|11/9/17 water-soluble graphite, Canson XL 140 lb. watercolor paper|
Last spring when my colored pencil class made the transition from traditional colored pencils to water-soluble, I had some eye-opening revelations immediately. This week in my graphite class, we made a similar transition: Our lesson was in using water-soluble graphite. With the learnings still under my belt from watercolor pencils, I didn’t have quite as big a leap to make this time with graphite. Nonetheless, as soon as water is introduced as part of the mix, everything is more unpredictable, and when I make the paper wet, I have to think and act faster.

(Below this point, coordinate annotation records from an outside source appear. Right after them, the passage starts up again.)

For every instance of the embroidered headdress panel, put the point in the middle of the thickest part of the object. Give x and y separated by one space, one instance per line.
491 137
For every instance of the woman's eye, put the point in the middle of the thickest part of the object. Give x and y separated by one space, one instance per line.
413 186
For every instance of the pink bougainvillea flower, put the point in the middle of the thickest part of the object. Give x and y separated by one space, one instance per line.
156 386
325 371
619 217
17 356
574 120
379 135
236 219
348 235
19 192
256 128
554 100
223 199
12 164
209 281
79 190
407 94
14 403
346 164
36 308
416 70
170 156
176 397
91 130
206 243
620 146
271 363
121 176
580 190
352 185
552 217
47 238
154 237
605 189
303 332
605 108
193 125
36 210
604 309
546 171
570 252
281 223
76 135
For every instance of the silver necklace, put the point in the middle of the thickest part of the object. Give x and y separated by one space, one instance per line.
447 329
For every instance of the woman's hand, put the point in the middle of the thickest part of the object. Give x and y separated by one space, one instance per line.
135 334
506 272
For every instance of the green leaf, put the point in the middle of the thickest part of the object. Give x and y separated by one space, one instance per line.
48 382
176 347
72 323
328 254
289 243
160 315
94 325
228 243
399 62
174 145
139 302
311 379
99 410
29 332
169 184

Like their colored counterparts, water-soluble graphite pencils become more intense as soon as water is applied, so it’s easier to achieve a rich, dark value. Also similar to watercolor pencils, water-soluble graphite can be erased while it’s dry, but when water is applied and then dried, the graphite becomes permanent. That means I can continue to apply more graphite over the dried layer beneath.

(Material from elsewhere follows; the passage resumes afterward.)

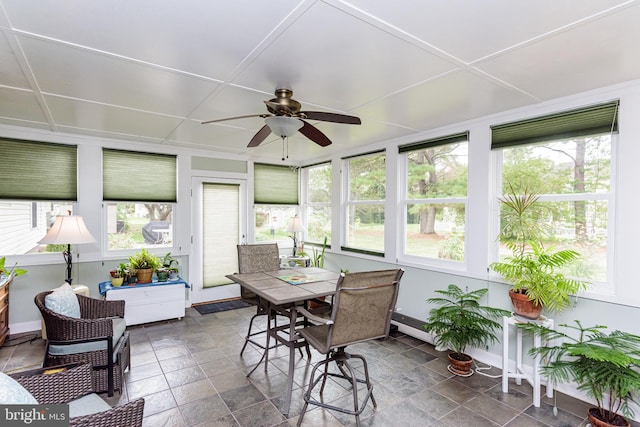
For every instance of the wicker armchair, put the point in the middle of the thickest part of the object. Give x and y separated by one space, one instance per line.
75 382
69 338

In working on this week’s homework assignment based on Suzanne’s photo, I confirmed the same thing I learned with watercolor pencils: The graphite can be applied much more quickly and with less care where I know water will be applied because most of the pencil strokes will not show in the final work. As I’d expect, the brushwork becomes more critical than the pencil strokes. I also realized that while water can melt away messy pencil strokes, it also takes away any intended texture, so if I want texture, I have to add it afterwards and leave it dry.
|Reference photo by Suzanne Brooker|
Although I’m not completely happy with the way this assignment turned out – I lost a lot of the mid-range values, and those lower trees are less defined than I had intended – I’m looking forward to adding water-soluble graphite to my sketch bag. I can tell already that it’s got a lot of potential for sketching on location – fast, rich and expressive. I like it!

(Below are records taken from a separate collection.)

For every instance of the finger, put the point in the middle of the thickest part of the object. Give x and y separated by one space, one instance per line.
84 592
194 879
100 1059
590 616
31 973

As you might guess, I didn’t have to buy anything new when Suzanne told us we would be needing a water-soluble pencil this week; I already owned several. In class I experimented with a Cretacolor, a Faber-Castell and a Caran d’Ache, but my hands-down favorite is a Viarco ArtGraf. I used both a 2B and 6B for this assignment, but I have to say that I don’t see much difference between the grades. I think the 6B alone provides a full range of values with soft, rich graphite, and a dab of water can make it come to life. You’ll be seeing more of this pencil when the gloomy grays take over this winter.